HCA DSS: The Human Cell Atlas Data Storage System

This repository maintains a prototype for the data storage system of the Human Cell Atlas. We use this Google Drive folder for design docs and meeting notes, and this Zenhub board to track our GitHub work.

Overview

The DSS is a replicated data storage system designed for hosting large sets of scientific experimental data on Amazon S3 and Google Storage. The DSS exposes an API for interacting with the data and is built using Chalice, API Gateway and AWS Lambda. The API also implements Step Functions to orchestrate Lambdas for long-running tasks such as large file writes. You can find the API documentation and give it a try here.

DSS API

The DSS API uses Swagger to define the API specification according to the OpenAPI 2.0 specification. Connexion is used to map the API specification to its implementation in Python.
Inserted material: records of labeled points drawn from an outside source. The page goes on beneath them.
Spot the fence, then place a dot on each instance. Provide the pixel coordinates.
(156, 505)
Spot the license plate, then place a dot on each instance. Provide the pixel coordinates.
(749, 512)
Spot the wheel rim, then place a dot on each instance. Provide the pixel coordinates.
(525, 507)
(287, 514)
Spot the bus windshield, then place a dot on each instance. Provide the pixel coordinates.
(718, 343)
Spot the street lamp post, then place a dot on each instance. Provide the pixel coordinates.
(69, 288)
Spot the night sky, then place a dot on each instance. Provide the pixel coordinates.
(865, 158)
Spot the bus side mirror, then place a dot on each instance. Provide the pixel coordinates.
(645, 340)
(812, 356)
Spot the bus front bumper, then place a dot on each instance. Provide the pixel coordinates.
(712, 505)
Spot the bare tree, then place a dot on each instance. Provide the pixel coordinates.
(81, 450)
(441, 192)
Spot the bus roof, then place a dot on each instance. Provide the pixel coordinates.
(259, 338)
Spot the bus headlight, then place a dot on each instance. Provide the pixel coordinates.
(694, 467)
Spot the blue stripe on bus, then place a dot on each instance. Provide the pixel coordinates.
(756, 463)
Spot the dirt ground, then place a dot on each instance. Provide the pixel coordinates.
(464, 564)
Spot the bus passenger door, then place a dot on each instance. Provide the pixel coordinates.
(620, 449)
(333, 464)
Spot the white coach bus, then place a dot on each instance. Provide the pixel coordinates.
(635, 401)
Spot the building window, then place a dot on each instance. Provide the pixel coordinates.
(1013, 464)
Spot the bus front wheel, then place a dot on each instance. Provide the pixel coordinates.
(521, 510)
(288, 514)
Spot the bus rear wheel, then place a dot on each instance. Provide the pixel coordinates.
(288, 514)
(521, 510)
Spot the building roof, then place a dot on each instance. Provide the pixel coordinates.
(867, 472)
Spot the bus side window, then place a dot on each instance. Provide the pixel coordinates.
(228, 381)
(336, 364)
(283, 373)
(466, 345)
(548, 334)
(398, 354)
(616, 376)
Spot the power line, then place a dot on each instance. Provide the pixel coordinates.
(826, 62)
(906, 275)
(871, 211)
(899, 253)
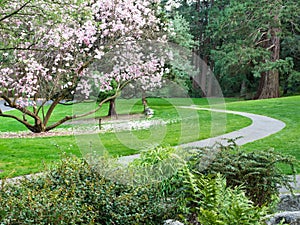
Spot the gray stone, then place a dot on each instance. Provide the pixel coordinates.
(289, 202)
(291, 218)
(172, 222)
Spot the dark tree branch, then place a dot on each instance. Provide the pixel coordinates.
(15, 12)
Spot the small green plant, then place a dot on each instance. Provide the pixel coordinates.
(75, 192)
(199, 198)
(258, 172)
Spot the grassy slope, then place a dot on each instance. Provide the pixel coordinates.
(24, 156)
(285, 109)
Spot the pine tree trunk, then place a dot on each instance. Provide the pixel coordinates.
(269, 81)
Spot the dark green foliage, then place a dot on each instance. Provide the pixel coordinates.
(200, 199)
(258, 172)
(75, 193)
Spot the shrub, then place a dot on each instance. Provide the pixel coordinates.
(200, 199)
(75, 192)
(258, 172)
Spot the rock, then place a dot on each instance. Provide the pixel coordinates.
(291, 218)
(289, 202)
(172, 222)
(148, 112)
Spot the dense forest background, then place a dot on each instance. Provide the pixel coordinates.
(251, 46)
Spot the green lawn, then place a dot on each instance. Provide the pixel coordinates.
(30, 155)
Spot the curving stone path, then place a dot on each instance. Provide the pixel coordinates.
(261, 127)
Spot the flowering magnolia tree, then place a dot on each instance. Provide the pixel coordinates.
(51, 50)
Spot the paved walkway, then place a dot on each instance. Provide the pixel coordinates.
(261, 127)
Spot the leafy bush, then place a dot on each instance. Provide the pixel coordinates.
(258, 172)
(200, 199)
(76, 193)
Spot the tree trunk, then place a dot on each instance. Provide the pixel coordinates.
(38, 127)
(112, 108)
(269, 85)
(144, 101)
(269, 81)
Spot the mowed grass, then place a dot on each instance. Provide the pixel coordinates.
(21, 156)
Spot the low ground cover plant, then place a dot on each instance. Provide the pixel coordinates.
(163, 184)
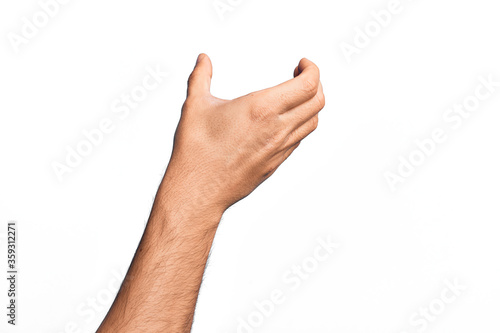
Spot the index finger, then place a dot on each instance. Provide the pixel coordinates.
(298, 90)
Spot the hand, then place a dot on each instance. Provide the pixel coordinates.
(224, 149)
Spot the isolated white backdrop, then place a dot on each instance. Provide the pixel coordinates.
(397, 248)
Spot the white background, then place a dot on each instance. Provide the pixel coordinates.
(397, 248)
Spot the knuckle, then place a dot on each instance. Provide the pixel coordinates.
(260, 113)
(314, 122)
(310, 86)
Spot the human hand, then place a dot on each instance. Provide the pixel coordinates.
(223, 149)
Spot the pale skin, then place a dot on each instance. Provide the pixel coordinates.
(223, 150)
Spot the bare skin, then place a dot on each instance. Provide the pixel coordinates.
(222, 151)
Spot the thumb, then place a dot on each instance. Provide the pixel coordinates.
(201, 77)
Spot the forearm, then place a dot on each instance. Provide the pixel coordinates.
(161, 287)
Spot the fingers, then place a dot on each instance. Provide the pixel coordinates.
(201, 77)
(296, 91)
(302, 113)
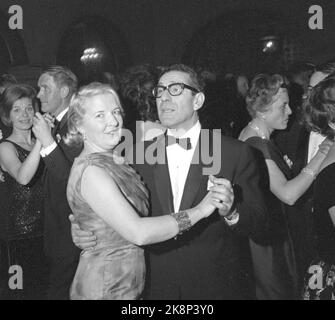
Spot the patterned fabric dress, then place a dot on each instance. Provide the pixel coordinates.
(115, 269)
(21, 230)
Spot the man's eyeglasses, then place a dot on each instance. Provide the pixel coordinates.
(175, 89)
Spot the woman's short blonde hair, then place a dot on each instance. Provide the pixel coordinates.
(262, 90)
(77, 109)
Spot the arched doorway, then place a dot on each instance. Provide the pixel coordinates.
(93, 48)
(245, 42)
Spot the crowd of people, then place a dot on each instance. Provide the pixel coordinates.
(87, 217)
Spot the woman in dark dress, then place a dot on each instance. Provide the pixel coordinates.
(320, 115)
(274, 263)
(22, 202)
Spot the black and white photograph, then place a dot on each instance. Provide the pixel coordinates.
(164, 150)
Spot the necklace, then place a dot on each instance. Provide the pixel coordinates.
(258, 130)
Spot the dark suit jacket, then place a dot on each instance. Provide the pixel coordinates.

You can use the Swagger Editor to review and edit the API specification. When the API is live, the spec is also available at /v1/swagger.json.

Getting Started

In this section, you'll configure and deploy a local API server and your own suite of cloud services to run a development version of the DSS.

Install Dependencies

The DSS requires Python 3.6 to run.

Clone the repo and install dependencies:

git clone [email protected]:HumanCellAtlas/data-store.git
cd data-store
pip install -r requirements-dev.txt

Configuration

The DSS is configured via environment variables. The required environment variables and their default values are defined in the file environment. To customize the values of these environment variables:

Copy environment.local.example to environment.local
Edit environment.local to add custom entries that override the default values in environment

Run source environment now and whenever these environment files are modified.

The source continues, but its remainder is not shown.